Joseph Dougherty, one of the city's most powerful labor leaders and an unapologetic enemy of nonunion contractors, was found guilty Tuesday of using arson, intimidation, and violence for years to keep members of his Ironworkers Local 401 in jobs.

His conviction on charges of racketeering conspiracy and related counts of vandalism and extortion came after five days of apparently fraught jury deliberations. It was hailed as the final blow in a case that challenged long-standing business complaints over the tactics employed by Philadelphia unions.

Dougherty, a rough-hewn, tough-talking 73-year-old in pinstripes, sat stone-faced as the jury announced its verdict. He said nothing as he was taken into custody pending a sentencing hearing in April, at which he faces a mandatory minimum of 15 years in prison.

Supporters in the courtroom called out, "We love you, boss," as he was led away.

"He has worked long and hard to improve the lives of the men and women of Ironworkers Local 401," his lawyer, Fortunato Perri Jr., said afterward. "But we all knew this case presented a difficult task. We certainly respect the jury's verdict."

Asked what message he felt Dougherty's conviction on racketeering conspiracy sent regarding union relations in the city, Assistant U.S. Attorney Robert J. Livermore demurred: "Everybody has to follow the law. Nonunion contractors have to follow the law, too."

Those contractors, however, many still seething after past run-ins with violent ironworkers that slowed their progress and cost them thousands of dollars, were quicker to divine a more clearly defined message.

Sarina Rose, a vice president at Post Bros. Apartments, endured almost siege-like conditions as her company resisted ironworker threats while building the Goldtex Apartments at 12th and Wood Streets, just north of Chinatown. Union members stood outside the construction site berating employees, blocking trucks, and vandalizing property.

After work, tradesmen snapped photos of her children, ages 8 and 11, at their bus stop in Abington. They trailed her at weekend sporting events. One union leader loudly cursed at her in front of a packed restaurant and mimicked shooting her.

"I think [the verdict] says we have to find a better way of working together. Extortion is not the way," she said. "There is a more rational way to work together. This is not behavior to be tolerated."

The federal case against the ironworkers was arguably the most significant against a construction union since the 1980s, when federal prosecutors in Philadelphia brought a major racketeering case against members of Roofers Local 30-30B.

In the run-up to Dougherty's trial, 11 of the union's members pleaded guilty to charges ranging from conspiracy and arson to extortion. The list of their violent acts reads like a who's who of recent high-profile instances of labor strife.

They included the 2012 arson of a Quaker meetinghouse in Chestnut Hill, the baseball-bat beatings of nonunion workers outside of a King of Prussia Toys R Us store, and all-out brawls between the ironworkers and members of the Philadelphia carpenters union - all acts that Dougherty implicitly encouraged, whether or not he ordered them outright, Livermore said.

Throughout the union boss' trial, prosecutors played dozens of FBI wiretap recordings of Dougherty railing against nonunion builders in expletive-laden rants.

"He calls them pigs and he treats them worse than any pig should be treated," Livermore said during his closing arguments, adding that Dougherty "created a culture within the union where these acts were not only tolerated, but they were rewarded."

Prosecutors painted the union as one in which violence was deeply ingrained and Dougherty was a blue-collar Machiavelli steering the ship.

Members rose through the ranks by participating in goon squads that struck back at nonunion contractors who refused to hire their members. One group openly referred to themselves as "the Helpful Union Guys" - or "T.H.U.G.S." for short.

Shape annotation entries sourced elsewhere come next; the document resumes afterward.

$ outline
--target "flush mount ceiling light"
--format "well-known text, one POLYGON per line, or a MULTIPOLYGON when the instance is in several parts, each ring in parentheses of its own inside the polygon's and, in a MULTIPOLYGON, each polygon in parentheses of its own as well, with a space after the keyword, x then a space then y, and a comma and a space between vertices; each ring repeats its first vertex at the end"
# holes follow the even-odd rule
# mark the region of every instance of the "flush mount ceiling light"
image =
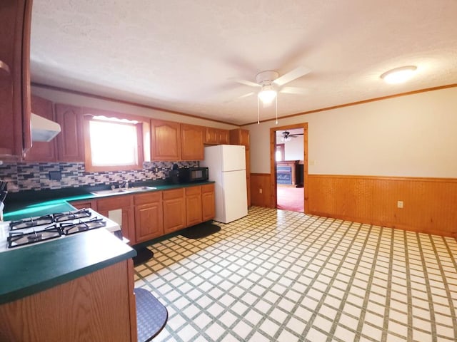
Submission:
POLYGON ((389 84, 402 83, 413 77, 416 69, 415 66, 401 66, 385 72, 381 78, 389 84))

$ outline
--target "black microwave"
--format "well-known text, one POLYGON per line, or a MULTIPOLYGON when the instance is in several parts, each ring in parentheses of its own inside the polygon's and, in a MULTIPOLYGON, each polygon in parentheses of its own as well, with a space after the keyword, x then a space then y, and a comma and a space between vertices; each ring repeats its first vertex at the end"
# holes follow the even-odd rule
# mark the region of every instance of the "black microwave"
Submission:
POLYGON ((191 183, 208 180, 208 167, 181 167, 179 169, 179 182, 191 183))

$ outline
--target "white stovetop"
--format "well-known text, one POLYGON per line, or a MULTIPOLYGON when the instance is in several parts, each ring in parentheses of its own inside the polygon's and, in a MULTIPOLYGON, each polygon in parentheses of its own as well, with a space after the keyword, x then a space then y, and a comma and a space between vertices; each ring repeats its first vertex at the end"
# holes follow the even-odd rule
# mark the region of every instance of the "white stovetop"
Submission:
MULTIPOLYGON (((109 219, 107 217, 105 217, 103 215, 101 215, 100 214, 99 214, 98 212, 92 210, 91 209, 89 209, 88 210, 89 210, 91 212, 91 215, 89 217, 84 217, 84 218, 81 218, 81 219, 76 219, 74 220, 68 220, 68 221, 65 221, 66 222, 79 222, 79 221, 87 221, 89 219, 92 219, 94 217, 98 217, 98 218, 101 218, 103 219, 104 221, 106 222, 106 225, 104 227, 102 228, 97 228, 99 229, 105 229, 106 230, 108 230, 109 232, 116 232, 118 230, 121 229, 121 227, 119 227, 119 225, 116 223, 114 221, 109 219)), ((34 244, 44 244, 50 241, 53 241, 57 239, 64 239, 66 237, 69 237, 71 235, 64 235, 62 234, 61 237, 59 237, 59 238, 56 238, 56 239, 50 239, 49 240, 45 240, 45 241, 42 241, 40 242, 36 242, 34 244, 26 244, 24 246, 21 246, 21 247, 14 247, 12 249, 9 249, 8 248, 8 242, 6 241, 6 238, 8 237, 9 234, 9 222, 10 221, 5 221, 5 222, 0 222, 0 252, 6 252, 6 251, 13 251, 15 249, 18 249, 19 248, 26 248, 30 246, 33 246, 34 244)), ((49 224, 49 225, 51 225, 49 224)), ((41 227, 47 227, 46 225, 43 225, 41 227)), ((25 228, 23 229, 17 229, 15 232, 33 232, 34 229, 33 228, 25 228)), ((78 233, 78 234, 84 234, 84 232, 81 232, 81 233, 78 233)), ((73 235, 73 234, 72 234, 73 235)), ((124 239, 123 239, 124 241, 124 239)))

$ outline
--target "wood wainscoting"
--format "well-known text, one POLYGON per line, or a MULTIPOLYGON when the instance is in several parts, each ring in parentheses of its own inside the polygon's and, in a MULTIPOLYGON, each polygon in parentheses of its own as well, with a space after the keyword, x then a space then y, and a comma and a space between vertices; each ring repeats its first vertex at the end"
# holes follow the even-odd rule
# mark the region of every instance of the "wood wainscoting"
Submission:
POLYGON ((456 178, 308 175, 305 186, 307 214, 457 237, 456 178))
POLYGON ((271 203, 271 186, 269 173, 251 174, 251 204, 266 208, 274 208, 271 203))

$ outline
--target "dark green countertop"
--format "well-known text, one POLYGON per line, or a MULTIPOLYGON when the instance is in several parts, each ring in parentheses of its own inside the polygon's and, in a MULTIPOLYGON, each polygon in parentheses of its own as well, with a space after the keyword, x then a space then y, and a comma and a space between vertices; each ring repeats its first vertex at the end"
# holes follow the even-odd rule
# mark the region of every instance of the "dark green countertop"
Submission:
POLYGON ((0 253, 0 304, 136 255, 104 228, 0 253))
POLYGON ((180 187, 194 187, 205 184, 214 183, 212 181, 200 182, 189 184, 161 184, 155 185, 149 182, 143 183, 142 185, 154 186, 154 190, 139 190, 134 192, 126 192, 121 194, 111 194, 105 196, 95 195, 91 192, 101 190, 109 189, 109 187, 104 187, 101 189, 94 190, 93 187, 80 187, 80 188, 69 188, 61 189, 59 190, 44 190, 44 191, 26 191, 23 192, 21 196, 13 194, 16 198, 10 200, 10 197, 7 197, 4 210, 4 219, 5 221, 14 221, 23 219, 24 217, 31 217, 35 216, 42 216, 48 214, 54 214, 56 212, 68 212, 74 210, 69 202, 80 201, 84 200, 96 200, 111 196, 127 196, 133 194, 139 194, 141 192, 164 191, 171 189, 177 189, 180 187))
MULTIPOLYGON (((156 189, 107 196, 126 196, 210 183, 214 182, 143 184, 156 189)), ((73 210, 75 208, 69 202, 105 197, 91 193, 104 190, 99 187, 14 194, 6 203, 4 219, 11 221, 73 210)), ((104 228, 4 252, 0 253, 0 304, 50 289, 136 255, 134 249, 104 228)))

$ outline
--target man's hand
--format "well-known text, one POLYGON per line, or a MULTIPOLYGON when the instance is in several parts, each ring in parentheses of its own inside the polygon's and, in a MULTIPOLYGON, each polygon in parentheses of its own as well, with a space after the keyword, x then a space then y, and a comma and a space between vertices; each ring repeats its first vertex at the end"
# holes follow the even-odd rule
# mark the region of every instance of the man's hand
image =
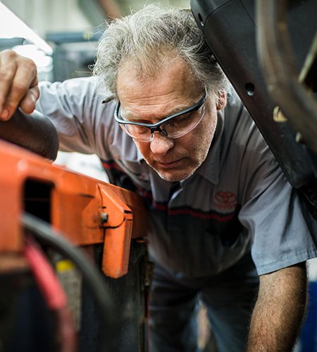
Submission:
POLYGON ((12 50, 0 52, 0 120, 7 120, 18 106, 31 113, 39 96, 37 70, 30 59, 12 50))
POLYGON ((298 337, 306 298, 305 263, 260 276, 248 352, 289 352, 298 337))

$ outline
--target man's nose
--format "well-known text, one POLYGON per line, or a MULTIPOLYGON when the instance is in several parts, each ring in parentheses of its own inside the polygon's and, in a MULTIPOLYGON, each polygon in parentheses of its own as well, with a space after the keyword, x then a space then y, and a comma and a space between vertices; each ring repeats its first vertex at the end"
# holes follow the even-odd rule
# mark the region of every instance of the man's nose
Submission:
POLYGON ((174 141, 163 136, 158 132, 155 132, 153 140, 150 142, 150 148, 154 154, 165 155, 174 146, 174 141))

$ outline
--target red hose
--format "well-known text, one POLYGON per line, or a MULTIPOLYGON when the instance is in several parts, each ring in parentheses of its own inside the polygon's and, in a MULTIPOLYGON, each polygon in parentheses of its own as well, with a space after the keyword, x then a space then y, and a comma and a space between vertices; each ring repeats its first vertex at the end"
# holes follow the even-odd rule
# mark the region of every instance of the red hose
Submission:
POLYGON ((56 314, 59 351, 76 351, 77 338, 73 318, 67 305, 67 296, 54 271, 41 248, 30 237, 25 237, 23 254, 47 306, 56 314))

And ultimately, it was those union thugs who helped bring Dougherty down. Seven former ironworkers convicted in the case testified against Dougherty. They included one of his closest allies, business agent Edward Sweeney, who balked at the defense argument that the union leader was unaware of the acts of sabotage carried out by others.

"You're the captain of the ship," Sweeney testified this month, recalling a conversation with Dougherty. "You can't blame the navigator when you hit the iceberg."

Perri dismissed such testimony as last-ditch attempts by convicted criminals to avoid prison by blaming someone higher up the chain. He described his client's taped tirades as the "rantings of an aging man."

And the trial, which began Jan. 5, appeared to take a further toll.

Just after the jury began deliberating last week, Dougherty, who recently had a stroke and a heart attack, complained of breathing problems and was hospitalized. He returned to court the next day, and on Tuesday appeared to be in good health as he hugged and shook the hands of supporters outside the courtroom before the verdict was read.

Still, his lawyer urged the judge to allow Dougherty to remain on bail pending his sentencing so he could continue to receive treatment. Baylson denied the request, saying the law does not allow for such post-conviction release.

"I have to recognize the jury's verdict," the judge said. "Nobody likes to be placed in prison, but he's been convicted of the most serious crimes."